Cascade-targeting copper homeostasis nano-regulators for mild-photothermal boosted cuproptosis/ferroptosis mediated breast cancer therapy

Inducing cuproptosis in tumor cells is significantly impeded by the challenges of arduous copper ion delivery in vivo and the unbreakable intracellular copper homeostasis, which leads to insufficient mitochondrial copper accumulation. Here, a carrier-free metal-polyphenolic (CF-MPs) based nanoplatform (T-T@Cu) that features tumor-mitochondria cascade-targeting, glutathione (GSH) depletion and near-infrared Ⅱ photothermal performance is designed to induce mitochondria copper-overload and exacerbate cuproptosis in tumor cells. By leveraging the enhanced permeability and retention (EPR) effects and the mitochondria-targeting capabilities of tannic acid, T-T@Cu effectively increases mitochondrial copper accumulation in tumor cells.

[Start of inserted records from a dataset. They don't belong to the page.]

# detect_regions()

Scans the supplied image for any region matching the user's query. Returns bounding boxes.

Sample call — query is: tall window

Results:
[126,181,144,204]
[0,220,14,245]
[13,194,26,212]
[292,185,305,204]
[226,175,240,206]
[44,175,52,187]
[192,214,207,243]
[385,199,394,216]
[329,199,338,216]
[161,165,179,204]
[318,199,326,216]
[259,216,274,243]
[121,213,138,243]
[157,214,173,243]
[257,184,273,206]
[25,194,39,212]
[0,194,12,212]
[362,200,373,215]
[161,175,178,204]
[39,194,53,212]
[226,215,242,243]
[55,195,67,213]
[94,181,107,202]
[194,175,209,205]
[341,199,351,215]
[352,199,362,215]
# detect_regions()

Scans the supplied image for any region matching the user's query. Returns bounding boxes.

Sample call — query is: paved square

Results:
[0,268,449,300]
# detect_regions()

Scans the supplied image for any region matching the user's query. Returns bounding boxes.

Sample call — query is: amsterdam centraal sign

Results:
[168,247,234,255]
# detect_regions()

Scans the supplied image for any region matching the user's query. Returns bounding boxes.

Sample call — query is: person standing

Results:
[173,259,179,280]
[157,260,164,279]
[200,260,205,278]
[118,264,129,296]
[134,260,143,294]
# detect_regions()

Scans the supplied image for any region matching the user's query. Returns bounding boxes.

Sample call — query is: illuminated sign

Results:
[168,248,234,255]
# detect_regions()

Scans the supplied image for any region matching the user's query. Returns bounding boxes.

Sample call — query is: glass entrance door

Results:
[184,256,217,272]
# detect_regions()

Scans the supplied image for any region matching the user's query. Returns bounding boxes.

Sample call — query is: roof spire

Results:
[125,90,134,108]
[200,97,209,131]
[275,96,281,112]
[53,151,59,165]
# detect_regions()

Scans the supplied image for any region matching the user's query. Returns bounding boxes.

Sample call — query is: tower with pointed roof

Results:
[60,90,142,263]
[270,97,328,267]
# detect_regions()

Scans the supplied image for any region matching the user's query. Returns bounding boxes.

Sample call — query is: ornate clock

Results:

Upon exposure to a 1064 nm laser, T-T@Cu triggers mild photothermal-boosted ferroptosis, which down-regulates intracellular ATP levels. This reduction dramatically impacts the expression of copper-ion efflux proteins ATP7A/7B, ultimately inhibiting copper ion efflux. Additionally, T-T@Cu exhibits robust GSH consumption and dual-responsive degradation in tumor microenvironments characterized by overexpressed cysteine (Cys) and GSH. This results in alleviated GSH-induced inactivation of copper ions and specific copper release within the tumor microenvironment. In vitro and in vivo therapeutic evaluations demonstrate the outstanding tumor inhibition of T-T@Cu in 4T1-breast-cancer models, with no significant systemic toxicity observed. This novel mild photothermal-boosted ferroptosis strategy for exacerbating tumor cell cuproptosis holds great promise for future clinical applications in oncotherapy.